Gem Spa
For almost a century, this East Village newsstand has served egg creams to beats, hippies, punks, and everything in between.
You’d be hard-pressed to find a “distinctive” newsstand in New York City. Yet after appearing in poetry from Ginsberg to Berrigan, gracing punk album covers and artwork by Basquiat, becoming the neighborhood’s go-to source for the egg cream, and keeping their doors open while high-end development disfigured the charming neighborhood around them, the nearly 100-year-old Gem Spa in Manhattan’s East Village has managed to achieve “iconic” status, at the very least.

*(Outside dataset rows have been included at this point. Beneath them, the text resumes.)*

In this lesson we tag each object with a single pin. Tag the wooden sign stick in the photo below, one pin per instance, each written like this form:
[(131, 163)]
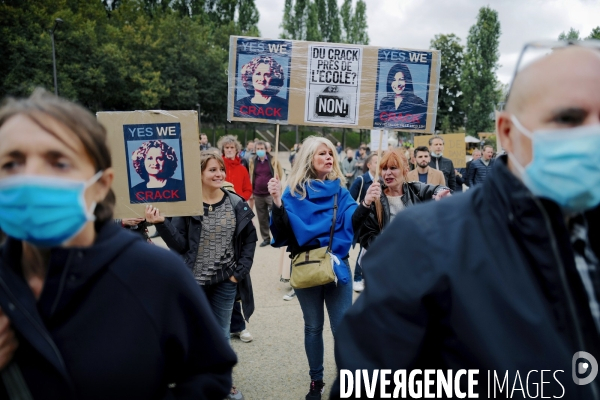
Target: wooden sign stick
[(277, 150), (378, 156)]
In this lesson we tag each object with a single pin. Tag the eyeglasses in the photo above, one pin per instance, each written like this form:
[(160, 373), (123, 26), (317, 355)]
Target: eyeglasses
[(534, 51)]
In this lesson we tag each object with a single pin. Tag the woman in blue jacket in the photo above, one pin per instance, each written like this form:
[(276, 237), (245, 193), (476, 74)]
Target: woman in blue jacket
[(301, 220), (98, 312)]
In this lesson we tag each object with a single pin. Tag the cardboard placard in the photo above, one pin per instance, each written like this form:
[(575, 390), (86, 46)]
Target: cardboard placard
[(454, 147), (332, 84), (375, 133), (156, 158)]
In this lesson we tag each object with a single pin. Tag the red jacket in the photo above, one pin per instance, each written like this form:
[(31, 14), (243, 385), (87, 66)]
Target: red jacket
[(238, 175)]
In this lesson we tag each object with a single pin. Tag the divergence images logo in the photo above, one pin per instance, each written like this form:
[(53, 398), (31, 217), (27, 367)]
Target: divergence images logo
[(583, 367)]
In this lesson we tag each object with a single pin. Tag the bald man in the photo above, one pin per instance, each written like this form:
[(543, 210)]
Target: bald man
[(516, 315)]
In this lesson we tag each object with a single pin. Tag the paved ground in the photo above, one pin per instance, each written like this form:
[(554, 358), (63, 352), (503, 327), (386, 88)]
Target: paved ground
[(274, 364)]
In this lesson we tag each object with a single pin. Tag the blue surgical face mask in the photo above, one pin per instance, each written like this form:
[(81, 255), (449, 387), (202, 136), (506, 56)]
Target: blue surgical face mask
[(44, 211), (565, 167)]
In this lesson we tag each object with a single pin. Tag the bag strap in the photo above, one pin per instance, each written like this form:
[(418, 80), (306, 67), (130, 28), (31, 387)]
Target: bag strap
[(362, 182), (332, 222)]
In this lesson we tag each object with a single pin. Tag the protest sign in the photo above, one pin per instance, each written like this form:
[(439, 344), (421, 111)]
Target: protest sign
[(157, 161), (402, 83), (375, 135), (332, 84), (454, 147), (262, 79)]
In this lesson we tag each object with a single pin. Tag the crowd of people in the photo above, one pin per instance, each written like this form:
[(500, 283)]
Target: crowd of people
[(90, 310)]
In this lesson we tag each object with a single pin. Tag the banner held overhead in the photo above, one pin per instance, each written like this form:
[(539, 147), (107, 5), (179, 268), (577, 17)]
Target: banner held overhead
[(293, 82)]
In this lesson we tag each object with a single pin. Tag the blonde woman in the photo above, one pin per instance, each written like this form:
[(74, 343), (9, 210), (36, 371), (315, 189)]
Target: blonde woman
[(301, 220)]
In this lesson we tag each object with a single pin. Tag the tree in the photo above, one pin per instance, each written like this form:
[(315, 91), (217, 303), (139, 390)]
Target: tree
[(571, 35), (287, 22), (313, 31), (334, 32), (359, 24), (595, 34), (354, 22), (248, 17), (450, 115), (478, 79)]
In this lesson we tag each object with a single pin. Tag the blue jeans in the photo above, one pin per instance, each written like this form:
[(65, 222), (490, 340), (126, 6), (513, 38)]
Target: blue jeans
[(358, 269), (221, 297), (238, 323), (337, 299)]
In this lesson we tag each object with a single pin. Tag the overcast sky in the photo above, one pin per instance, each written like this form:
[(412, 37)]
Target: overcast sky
[(413, 23)]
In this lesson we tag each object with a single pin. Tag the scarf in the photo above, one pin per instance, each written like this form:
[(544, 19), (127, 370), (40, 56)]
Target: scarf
[(310, 218)]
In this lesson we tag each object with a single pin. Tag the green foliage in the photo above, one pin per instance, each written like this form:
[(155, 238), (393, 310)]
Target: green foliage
[(478, 82), (595, 34), (354, 22), (571, 35), (319, 20), (313, 32), (125, 54), (332, 32), (450, 111)]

According to local lore, the founders of Gem Spa were one of the first retailers to sell the egg cream, a flavored, carbonated milk beverage. Vending cigarettes, candy, lottery tickets, magazines, and newspapers 24 hours a day, Gem always had something for everyone, at any time. Located on a heavily trafficked corner of the city, the one-stop shop became a landmark through the 20th century, becoming a meeting ground for beats, hippies, punks, and everything in between.
Shifting neighborhood demographics, however, threaten the newsstand’s existence today. As regulation besets the crowded area, the landlord laxity that allowed the current owners to sell shirts and fedoras on the sidewalk for years has been curtailed. Astronomical rent hikes have forced many longtime regulars into outer boroughs as well, creating a corporate enclave that doesn’t regularly patronize newsstands. The store lost their cigarette and lottery license after an employee was caught selling cigarettes to a minor—cutting out 80 percent of the business’s sales.
The importance of Gem Spa to New Yorkers is evident in the tooth-and-nail efforts to salvage the business. The current owners’ daughter developed an Instagram account through which she began selling black t-shirts with “Gem Spa” across the chest in its signature font. The shirts have become a statement piece among area hypebeasts and skaters. She also leveraged the fad-thirsty interests of newer Village residents by selling juices, milkshakes, kombucha, and a vegan egg cream option to make up for the loss in cigarette and lottery sales. When Citibank was rumored to express interest in buying out the owners, an area blogger teamed up with a creative design firm to cover Gem Spa—with the owners’ blessing—in satirical advertisements for “Schitibank.” The concept gag preceded an organized “cash mob” aimed at stimulating the business with one day of mass patronage.
While developers relieve the Village of its singular character, Gem Spa looks to tether New Yorkers to the neighborhood’s history of arts and activism, to counter-culture, to mohawks, to egg creams, to cool.
Know Before You Go
Take the R or W train to 8th Street-NYU or the 6 train to Astor Place. The candy store is about a five-minute walk.